Brazilian Somali
- Conservation status: FAO (2007): not at risk; DAD-IS (2026): at risk/endangered ;
- Other names: Somali Brasileiro; Somális Brasileira; Rabo Gordo;
- Country of origin: Brazil

Traits
- Weight: Male: 70 kg; Female: 42 kg;
- Height: Male: 60 cm; Female: 55 cm;
- Face colour: black

= Brazilian Somali =

Brazilian breed of sheep

The Brazilian Somali or Somális Brasileira is a Brazilian breed of domestic sheep. It derives from cross-breeding of local sheep with Blackheaded Persian stock imported to Brazil in 1939 from the West Indies. It is among the ten Brazilian sheep breeds classified as "naturalised" or "local" in the country; a further thirteen are classed as "exotic". It is a fat-rumped breed, and so may also be known as the Rabo Gordo, 'fat rump'.

== History ==

The Brazilian Somali derives from cross-breeding of local sheep with Blackheaded Persian stock imported to Brazil in 1939 from the West Indies. It is among the ten Brazilian sheep breeds classified as "naturalised" or "local" in the country; a further thirteen are classed as "exotic".
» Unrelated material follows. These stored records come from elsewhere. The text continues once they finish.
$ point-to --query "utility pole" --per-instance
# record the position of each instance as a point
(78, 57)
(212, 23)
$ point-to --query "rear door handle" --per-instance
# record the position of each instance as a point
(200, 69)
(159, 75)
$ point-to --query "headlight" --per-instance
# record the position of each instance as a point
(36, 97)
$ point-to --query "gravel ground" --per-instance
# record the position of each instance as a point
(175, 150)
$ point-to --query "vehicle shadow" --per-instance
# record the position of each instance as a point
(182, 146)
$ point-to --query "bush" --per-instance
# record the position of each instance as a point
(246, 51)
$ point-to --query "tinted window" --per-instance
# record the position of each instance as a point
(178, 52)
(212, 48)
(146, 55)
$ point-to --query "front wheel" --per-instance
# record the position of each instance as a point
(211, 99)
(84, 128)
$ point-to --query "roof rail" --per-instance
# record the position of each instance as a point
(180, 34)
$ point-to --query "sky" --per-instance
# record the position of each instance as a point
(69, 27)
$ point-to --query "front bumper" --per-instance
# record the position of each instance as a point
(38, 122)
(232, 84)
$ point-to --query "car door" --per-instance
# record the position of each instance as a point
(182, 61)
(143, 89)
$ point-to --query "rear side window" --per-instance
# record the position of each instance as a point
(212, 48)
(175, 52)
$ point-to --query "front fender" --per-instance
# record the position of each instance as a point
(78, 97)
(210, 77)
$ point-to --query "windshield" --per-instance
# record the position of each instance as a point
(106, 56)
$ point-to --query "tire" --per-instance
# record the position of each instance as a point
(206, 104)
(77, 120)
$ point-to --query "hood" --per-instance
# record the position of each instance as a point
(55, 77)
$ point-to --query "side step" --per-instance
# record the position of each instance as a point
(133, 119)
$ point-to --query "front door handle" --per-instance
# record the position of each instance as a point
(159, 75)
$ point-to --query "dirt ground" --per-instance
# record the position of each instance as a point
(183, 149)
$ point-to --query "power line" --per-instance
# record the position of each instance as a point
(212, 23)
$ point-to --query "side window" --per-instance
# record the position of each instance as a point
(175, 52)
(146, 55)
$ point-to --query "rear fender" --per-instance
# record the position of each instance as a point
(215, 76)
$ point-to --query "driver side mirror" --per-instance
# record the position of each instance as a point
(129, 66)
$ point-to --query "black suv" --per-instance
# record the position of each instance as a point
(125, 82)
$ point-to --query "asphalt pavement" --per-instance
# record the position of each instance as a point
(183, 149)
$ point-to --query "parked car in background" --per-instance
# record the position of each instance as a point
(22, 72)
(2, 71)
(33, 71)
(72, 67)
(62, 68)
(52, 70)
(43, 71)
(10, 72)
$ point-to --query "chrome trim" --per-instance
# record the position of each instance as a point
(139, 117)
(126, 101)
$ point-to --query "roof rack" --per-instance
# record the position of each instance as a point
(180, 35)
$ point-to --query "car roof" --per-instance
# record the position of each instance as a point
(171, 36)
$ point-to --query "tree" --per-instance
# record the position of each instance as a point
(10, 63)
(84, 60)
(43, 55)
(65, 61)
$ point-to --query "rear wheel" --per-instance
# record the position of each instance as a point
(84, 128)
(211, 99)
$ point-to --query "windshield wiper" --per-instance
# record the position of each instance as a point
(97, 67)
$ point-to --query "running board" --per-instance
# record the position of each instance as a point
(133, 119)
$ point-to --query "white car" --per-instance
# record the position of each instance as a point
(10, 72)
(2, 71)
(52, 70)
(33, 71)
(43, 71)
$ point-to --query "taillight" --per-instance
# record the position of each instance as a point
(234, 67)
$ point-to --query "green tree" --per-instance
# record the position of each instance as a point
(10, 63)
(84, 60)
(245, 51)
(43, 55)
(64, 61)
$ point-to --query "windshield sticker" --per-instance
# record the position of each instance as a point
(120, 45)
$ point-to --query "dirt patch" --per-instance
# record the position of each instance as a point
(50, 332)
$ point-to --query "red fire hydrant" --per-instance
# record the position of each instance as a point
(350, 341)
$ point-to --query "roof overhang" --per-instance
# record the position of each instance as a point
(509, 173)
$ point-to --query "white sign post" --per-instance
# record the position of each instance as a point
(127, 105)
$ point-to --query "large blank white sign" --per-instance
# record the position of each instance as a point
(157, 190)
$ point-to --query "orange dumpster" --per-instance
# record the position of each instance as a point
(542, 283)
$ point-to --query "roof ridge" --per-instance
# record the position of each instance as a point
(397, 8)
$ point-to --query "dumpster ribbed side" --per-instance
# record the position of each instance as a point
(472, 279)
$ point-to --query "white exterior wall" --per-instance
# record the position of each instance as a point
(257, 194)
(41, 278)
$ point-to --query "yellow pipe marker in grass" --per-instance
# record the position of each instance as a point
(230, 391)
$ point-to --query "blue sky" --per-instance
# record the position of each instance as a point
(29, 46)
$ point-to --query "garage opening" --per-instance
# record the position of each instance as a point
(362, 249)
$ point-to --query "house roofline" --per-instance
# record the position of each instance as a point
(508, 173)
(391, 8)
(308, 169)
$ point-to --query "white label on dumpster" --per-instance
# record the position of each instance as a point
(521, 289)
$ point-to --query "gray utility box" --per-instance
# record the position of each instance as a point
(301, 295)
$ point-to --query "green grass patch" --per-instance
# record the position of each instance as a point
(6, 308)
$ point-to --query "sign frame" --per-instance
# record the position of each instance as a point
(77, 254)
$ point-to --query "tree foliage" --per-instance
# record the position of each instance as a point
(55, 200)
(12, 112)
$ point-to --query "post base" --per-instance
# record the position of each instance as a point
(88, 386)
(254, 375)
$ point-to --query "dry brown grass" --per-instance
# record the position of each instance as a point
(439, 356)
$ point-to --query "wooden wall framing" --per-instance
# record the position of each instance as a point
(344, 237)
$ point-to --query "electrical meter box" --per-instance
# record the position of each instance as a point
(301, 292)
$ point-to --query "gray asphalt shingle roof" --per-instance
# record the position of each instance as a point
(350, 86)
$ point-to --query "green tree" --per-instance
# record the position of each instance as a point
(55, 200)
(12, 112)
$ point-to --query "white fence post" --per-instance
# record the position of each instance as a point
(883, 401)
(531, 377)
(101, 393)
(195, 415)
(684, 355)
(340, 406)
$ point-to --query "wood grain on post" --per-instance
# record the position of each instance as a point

In 1972 the total number of the sheep in Brazil was estimated at 120000±– head; in 2007 the conservation status of the breed was listed by the Food and Agriculture Organization of the United Nations as "not at risk". In 2020 a total of 2546 head was reported; and in 2026 the conservation status was listed as "at risk/endangered".

== Characteristics ==

The Brazilian Somali, like the Blackheaded Persian from which it derives, is white with a black head. It is a hair sheep, growing hair rather than wool; it is polled (hornless) and belongs to the fat-rumped group of breeds. Average body weights are about 42 kg for ewes and 70 kg for rams; average heights at the withers are approximately 55 cm and 60 cm respectively.